Effects of conditioned media obtained from mouse NP-derived astrocyte-like cells on neuronal cell number and cell death. Non transgenic mNPsc were pre-differentiated for 10 days and then exposed for additional five days to CMs obtained from astrocyte-like cells (CM + Dox + IL1β or CM − Dox + IL1β). (A) Representative microphotographic fields showing neuronal cells stained with an anti-MAP2 antibody. Scale bar 30 μm. (B) Neuronal and activated Caspase-3 positive cell quantification. The percentage of MAP2 positive neuronal cells was reduced in cultures treated with CM + Dox + IL1β compared with CM − Dox + IL1β treated cultures; data are means ± SEM, n = 3, *P < 0.005 (paired Student’s T test). Immunocytochemical detection of activated Caspase-3 showed that CM + Dox + IL1β increased cell death compared to CM − Dox + IL1β after three days of treatment. Quantification of Caspase-3 stained cells is given in the bar graph, and expressed with respect to CM − Dox + IL1β; data are means ± SEM, n = 3, *P < 0.0005. (C) Representative image showing cells immunostained for βIII tubulin (green) and Casp-3 (red). The arrowhead indicates a neuronal cell expressing activated Casp-3. Note also the presence of Casp-3 positive cells not expressing βIII tubulin (arrows). Scale bar 30 μm).

Figure 5

Upregulation of pro-inflammatory genes in microglia exposed to the CMs from transgenic mNPsc-derived astrocytes stimulated with IL1β. (A) RT-PCR analysis of the relative mRNA levels of iNOS, IL6 and TNFα, in microglial cultures incubated for 24 hrs with the CMs of astrocyte-like cells, overexpressing FUS and stimulated with 10 ng/ml IL1β (CM + Dox + IL1β) or the CMs from non-overexpressing cells (CM − Dox + IL1β).
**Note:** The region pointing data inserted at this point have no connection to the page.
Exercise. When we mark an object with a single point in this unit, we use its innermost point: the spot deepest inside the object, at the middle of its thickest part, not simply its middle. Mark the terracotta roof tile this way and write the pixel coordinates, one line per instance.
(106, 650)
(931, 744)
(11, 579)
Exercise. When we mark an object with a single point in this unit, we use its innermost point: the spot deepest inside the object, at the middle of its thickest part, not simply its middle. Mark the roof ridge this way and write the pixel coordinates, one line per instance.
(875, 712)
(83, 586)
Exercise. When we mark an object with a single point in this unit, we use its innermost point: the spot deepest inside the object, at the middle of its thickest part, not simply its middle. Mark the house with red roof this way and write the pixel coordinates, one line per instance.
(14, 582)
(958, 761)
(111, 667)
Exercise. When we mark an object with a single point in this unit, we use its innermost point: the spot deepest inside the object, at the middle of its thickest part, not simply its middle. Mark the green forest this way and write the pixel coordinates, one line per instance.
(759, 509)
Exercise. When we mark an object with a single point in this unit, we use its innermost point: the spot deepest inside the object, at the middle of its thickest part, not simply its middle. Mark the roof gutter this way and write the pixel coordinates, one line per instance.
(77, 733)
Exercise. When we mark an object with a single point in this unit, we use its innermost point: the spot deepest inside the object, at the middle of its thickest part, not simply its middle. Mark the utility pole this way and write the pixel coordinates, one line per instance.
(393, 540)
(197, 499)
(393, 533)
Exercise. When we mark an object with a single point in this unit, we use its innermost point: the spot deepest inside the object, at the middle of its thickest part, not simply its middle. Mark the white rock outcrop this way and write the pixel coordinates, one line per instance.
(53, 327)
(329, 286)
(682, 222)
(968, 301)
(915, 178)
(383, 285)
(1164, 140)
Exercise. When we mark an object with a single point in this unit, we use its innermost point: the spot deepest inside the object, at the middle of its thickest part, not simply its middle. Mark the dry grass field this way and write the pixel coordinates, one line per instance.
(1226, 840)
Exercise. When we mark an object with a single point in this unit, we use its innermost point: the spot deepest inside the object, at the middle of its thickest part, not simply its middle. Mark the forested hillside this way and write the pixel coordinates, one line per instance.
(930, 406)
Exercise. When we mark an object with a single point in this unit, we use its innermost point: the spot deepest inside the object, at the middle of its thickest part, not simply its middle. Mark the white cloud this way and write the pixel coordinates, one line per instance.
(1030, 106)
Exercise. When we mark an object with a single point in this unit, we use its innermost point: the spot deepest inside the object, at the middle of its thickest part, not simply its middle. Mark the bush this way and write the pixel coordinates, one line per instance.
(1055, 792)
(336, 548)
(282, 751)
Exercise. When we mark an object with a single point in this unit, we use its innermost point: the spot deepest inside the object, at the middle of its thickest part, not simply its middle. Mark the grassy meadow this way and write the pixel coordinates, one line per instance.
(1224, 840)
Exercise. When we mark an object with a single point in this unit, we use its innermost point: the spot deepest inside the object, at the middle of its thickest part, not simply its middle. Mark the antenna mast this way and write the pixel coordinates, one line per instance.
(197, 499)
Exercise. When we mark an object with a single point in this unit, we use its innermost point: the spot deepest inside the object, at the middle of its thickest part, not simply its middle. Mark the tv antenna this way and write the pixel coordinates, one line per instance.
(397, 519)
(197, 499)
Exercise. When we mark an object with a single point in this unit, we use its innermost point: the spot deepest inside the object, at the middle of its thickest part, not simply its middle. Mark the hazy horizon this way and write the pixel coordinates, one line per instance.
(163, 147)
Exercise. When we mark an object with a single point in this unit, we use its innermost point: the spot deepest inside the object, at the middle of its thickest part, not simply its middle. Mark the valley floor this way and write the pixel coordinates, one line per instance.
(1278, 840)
Data, analyzed by the 2^−ΔΔCt method using HPRT as the normalizing gene, are expressed as fold change vs unstimulated microglia, and are the means ± SEM, n = 4; *P < 0.05, **P < 0.005 for CM + Dox + IL1β vs CM − Dox + IL1β; paired Student’s T test. (B,C) Nitrite and IL6 levels accumulated after 24 hrs in the medium of microglia treated with the CMs of astrocyte-like cells overexpressing or not FUS, and activated with IL1β as above (CM + Dox + IL1β and CM − Dox + IL1β). The CMs from FUS transgenic astrocytes induced higher release of both metabolites by microglia, consistently with the mRNA data. Data are the means ± SEM, n = 6; **P < 0.005.

Figure 6

PTGS2 inhibition by NS-398 in transgenic astrocyte-like cells does not alter their capability to stimulate microglial activation. (A) mNPsc-derived astrocytes overexpressing FUS and treated for 24 hrs with 10 ng/ml IL1β in the presence of the selective PTGS2 inhibitor NS-398 (10 μM), produced negligible amounts of PGE₂, compared to non-inhibited cells, as assessed by EIA analysis. Data are means ± SEM, n = 3; *P < 0.05. (B) Nitrite levels in the medium of microglia exposed to CMs from FUS overexpressing cells treated with 10 ng/ml IL1β in the presence of NS-398 (CM + Dox + IL1β + NS-398) were comparable to the levels induced by the CMs from non-inhibited astrocytes (CM + Dox + IL1β). Data are expressed as the fold increase versus nitrite levels produced by microglia exposed to CMs from non transgenic astrocytes (CM − Dox + IL1β), and are means ± SEM, n = 3.